Después de su accidentado y discreto debut mundialista ante Islandia (con penal errado incluido con 1-1 en el marcador), eran muchos quienes aguardaban la mejor versión de Lionel Messi ante Croacia. Los que se aferraban a eso. En él estaban depositadas, a fin de cuentas, todas las esperanzas de supervivencia del combinado albiceleste en el certamen luego de su tropiezo inaugural. Pero lejos de obrar su reválida, el cometido del delantero del Barcelona ante la selección balcánica fue todavía más anodino e intrascendente. Aún más terrenal.
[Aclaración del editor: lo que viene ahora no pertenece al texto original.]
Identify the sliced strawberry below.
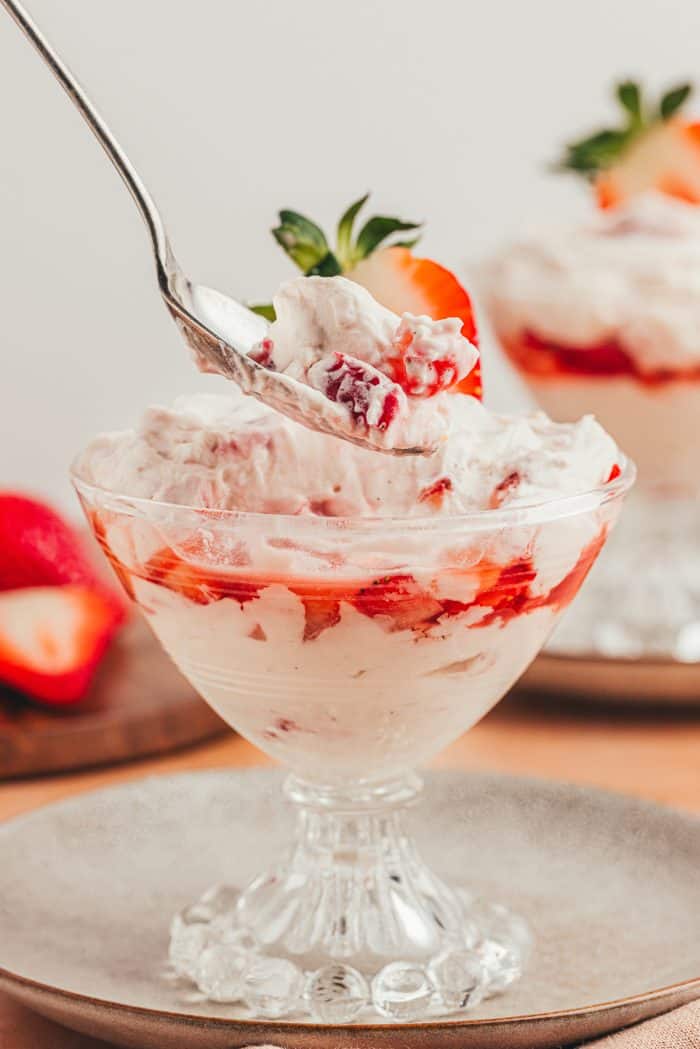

Y es que el 10 argentino fue un auténtico fantasma, una sombra de sí mismo, sobre el césped del Nizhny Novgorod Stadium. Fundido por el peso insoportable de la exigencia y la responsabilidad; mermado también -seguramente- por las manidas analogías con el voraz Cristiano (y con el legendario, casi místico Maradona, presente por cierto en el palco del recinto); y sin un socio en la cancha capaz de hablar el mismo idioma; Messi no fue, ni por asomo, el jugador que todo el país aguardaba en el momento clave de la fase de grupos. Fue, de hecho, mucho menos gravitante e incisivo que en el duelo ante los islandeses.
Su estadística de remates al arco (cero) habla por sí misma. Clama al cielo. Chirría. Su indiferencia en el tramo final del encuentro, con ese deambular desganado y depresivo cuando más lo necesitaba su equipo, resulta igualmente representativo. Y su patada de impotencia a Vrsaljko, para completar la faena (que bien pudo haberle costado la tarjeta roja, de ser otra la coyuntura y otro su apellido), el reflejo de su pobre performance, el resumen más expresivo.
Porque Messi, ayer, en su enésima prueba de fuego con la albiceleste -tal vez una de las últimas- fue menos Messi que nunca. Y Argentina lo notó. También el jugador, que abandonó la cancha cabizbajo y taciturno sin hacer declaraciones, como el fantasma que había sido durante toda la noche.